Gli ultimi fatti di cronaca vedono spesso gli stranieri responsabili di gravi delitti come stupri e omicidi. C'è la tendenza dei media ad aumentare l'immagine negativa di chi viene dall'estero?
«I media amplificano tutto, non solo l'argomento in questione. È come un passepartout. Comunque il discorso è molto articolato ed è difficile rispondere senza scendere negli abissi della psicologia e della sociologia. Posso dire soltanto che, insieme alla democrazia e la libertà di parola, anche l'obiettività dell'informazione è una cavolata per farci sentire più liberi e più tranquilli».

Quanto è importante per te l'immagine?
«Sarei ipocrita a dire che nel mio lavoro l'immagine non conti. L'occhio della telecamera è tremendo e, di conseguenza, anche quello di un telespettatore. Conta certamente, ma non è un problema per cui non ci dormo la notte».

Ritieni superato lo stereotipo della donna dell'Est vista come figura bella e glaciale?
«Gli italiani, come del resto tutti gli altri popoli, generano stereotipi per poter catalogare al meglio gruppi o fenomeni societari. Ne siamo influenzati tutti, poi dipende dagli strumenti che uno possiede, come e se riuscirà a "maneggiare" un determinato precetto. Insomma, credo che questo stereotipo, come d'altronde quello diametralmente opposto affibbiato alla donna latina, difficilmente potrà essere superato».

La tua idea su Telegiornaliste?
«È sicuramente un sito curioso, ne sono venuta a conoscenza tramite amici e colleghi che mi hanno parlato del forum in cui ci sono appunto molte immagini della mia trasmissione.

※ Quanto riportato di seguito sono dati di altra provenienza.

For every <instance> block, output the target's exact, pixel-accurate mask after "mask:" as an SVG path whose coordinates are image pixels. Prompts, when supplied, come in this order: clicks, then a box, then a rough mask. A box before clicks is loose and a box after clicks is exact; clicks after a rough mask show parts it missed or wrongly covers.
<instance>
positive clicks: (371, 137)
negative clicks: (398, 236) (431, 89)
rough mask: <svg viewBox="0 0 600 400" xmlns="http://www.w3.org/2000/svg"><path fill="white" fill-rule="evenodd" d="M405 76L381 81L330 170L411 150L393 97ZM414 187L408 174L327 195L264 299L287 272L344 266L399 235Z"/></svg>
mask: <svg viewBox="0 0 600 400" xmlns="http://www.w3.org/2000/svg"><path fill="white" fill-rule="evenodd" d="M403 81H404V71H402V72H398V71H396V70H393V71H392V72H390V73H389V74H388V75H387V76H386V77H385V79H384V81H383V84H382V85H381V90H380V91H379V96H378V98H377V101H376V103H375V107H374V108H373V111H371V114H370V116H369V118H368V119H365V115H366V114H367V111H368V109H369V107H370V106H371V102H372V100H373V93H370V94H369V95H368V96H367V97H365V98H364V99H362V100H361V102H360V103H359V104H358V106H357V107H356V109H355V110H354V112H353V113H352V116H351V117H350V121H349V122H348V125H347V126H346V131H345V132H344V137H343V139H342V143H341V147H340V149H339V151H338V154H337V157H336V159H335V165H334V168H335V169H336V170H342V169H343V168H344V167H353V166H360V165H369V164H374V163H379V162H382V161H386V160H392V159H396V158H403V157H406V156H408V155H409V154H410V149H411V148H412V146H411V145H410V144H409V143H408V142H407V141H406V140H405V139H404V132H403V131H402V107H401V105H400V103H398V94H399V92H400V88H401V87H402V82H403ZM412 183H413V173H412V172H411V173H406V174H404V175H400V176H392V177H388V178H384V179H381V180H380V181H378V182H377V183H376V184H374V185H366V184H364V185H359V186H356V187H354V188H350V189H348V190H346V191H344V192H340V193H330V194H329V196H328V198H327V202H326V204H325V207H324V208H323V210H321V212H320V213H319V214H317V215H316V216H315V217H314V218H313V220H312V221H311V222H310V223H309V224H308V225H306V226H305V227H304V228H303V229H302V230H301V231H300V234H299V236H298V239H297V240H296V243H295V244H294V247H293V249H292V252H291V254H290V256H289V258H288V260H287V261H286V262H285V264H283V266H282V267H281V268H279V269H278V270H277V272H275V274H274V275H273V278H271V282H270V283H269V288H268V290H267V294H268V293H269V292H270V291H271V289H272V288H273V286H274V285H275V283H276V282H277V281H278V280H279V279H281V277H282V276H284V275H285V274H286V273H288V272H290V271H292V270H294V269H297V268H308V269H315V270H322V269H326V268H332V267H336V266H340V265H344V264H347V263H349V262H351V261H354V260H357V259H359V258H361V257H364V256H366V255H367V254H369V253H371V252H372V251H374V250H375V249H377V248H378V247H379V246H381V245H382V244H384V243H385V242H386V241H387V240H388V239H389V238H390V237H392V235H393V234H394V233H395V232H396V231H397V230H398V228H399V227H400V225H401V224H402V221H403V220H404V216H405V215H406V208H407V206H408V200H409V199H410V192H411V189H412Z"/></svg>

Colgo l'occasione per salutare e ringraziare tutti i miei telespettatori che mi seguono e scrivono. Il feedback rappresenta senza dubbio una bella soddisfazione. Comunque si tratta di un contenitore virtuale interessante che riunisce tutte le telegiornaliste italiane e non. È un piacere conoscere indirettamente le proprie colleghe».

Dove vuoi arrivare nel giornalismo?
«Non parlo dei miei progetti e delle mie ambizioni. Diciamo che è un bel viaggio, e ogni viaggio può essere inteso e vissuto con un'infinità di modi».